The findings presented in this essay concern the role of the hippocampus in navigation. The firs two papers8,9 demonstrated that there is signal in the hippocampus that is sensitive to distances between locations. Other brain regions were also identified to show such sensitivity, although there is not much overlap between the extrahippocampal regions reported in these two papers, probably due the different nature of the tasks used. Notably, medial prefrontal cortex (mPFC) was shown to respond to the parametric variation in goal proximity8, consistent with the findings of a previous study that recruited London taxi drivers to navigate in a VR London and found a positive correlation between goal proximity and mPFC activation18. This study18 did not find parametric effects of goal proximity on the hippocampus, although hippocampal activation was reported for route planning in a related paper19. Whether the hippocampus keeps track of goal proximity during active navigation remains to be elucidated.
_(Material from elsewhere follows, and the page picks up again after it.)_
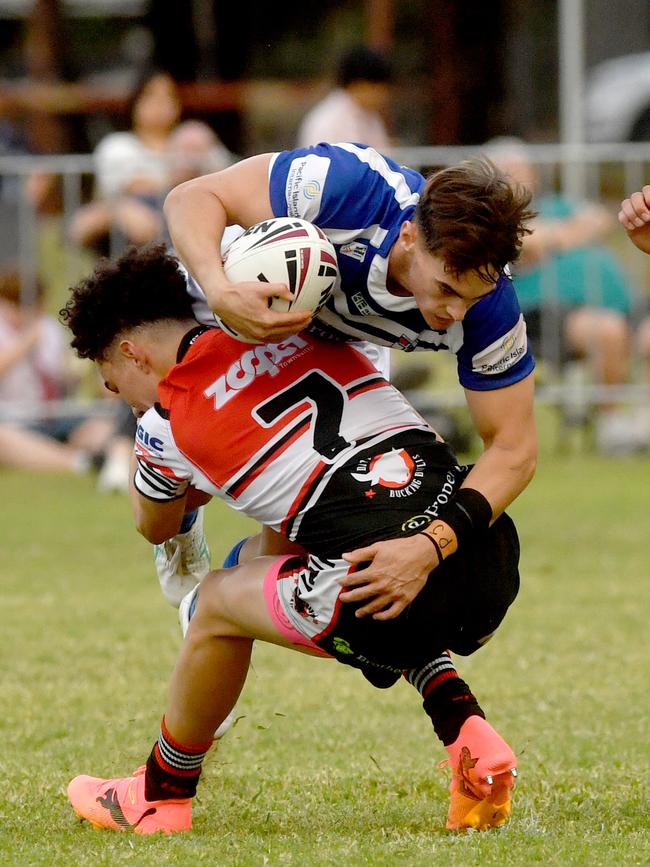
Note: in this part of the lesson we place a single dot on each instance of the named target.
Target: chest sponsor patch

With respect to theorizing, the fact that the hippocampus can encode distance lends support to the 'cognitive map theory'8,9, as do the other two papers10,11. If hippocampal reactivation is indeed responsible for consolidating memory, reward-enhanced reactivation shown by Singer and Frank11 would be ideal for encoding goals, while the replay of trajectories over a wide spatial and temporal range as well as the construction never experienced shortcuts could serve to build a cognitive map10. Admittedly, results from one rat10 are not convincing enough, so more evidence is called for. Interestingly, it seems that the data sets from these two papers10,11 could be used to examine each other's claims. Another outstanding question is exactly how spatial goals are represented. Are there 'goal cells'5? Are goals represented as a biased cluster of place fields6?

The Hippocampus is a structure implicated in many cognitive functions, while navigation is a complicated behaviour that demands multiple cognitive faculties. These studies8,9,10,11 help clarify the specific roles the hippocampus plays in navigation, and consequently advanced our understanding of both hippocampal function and navigation.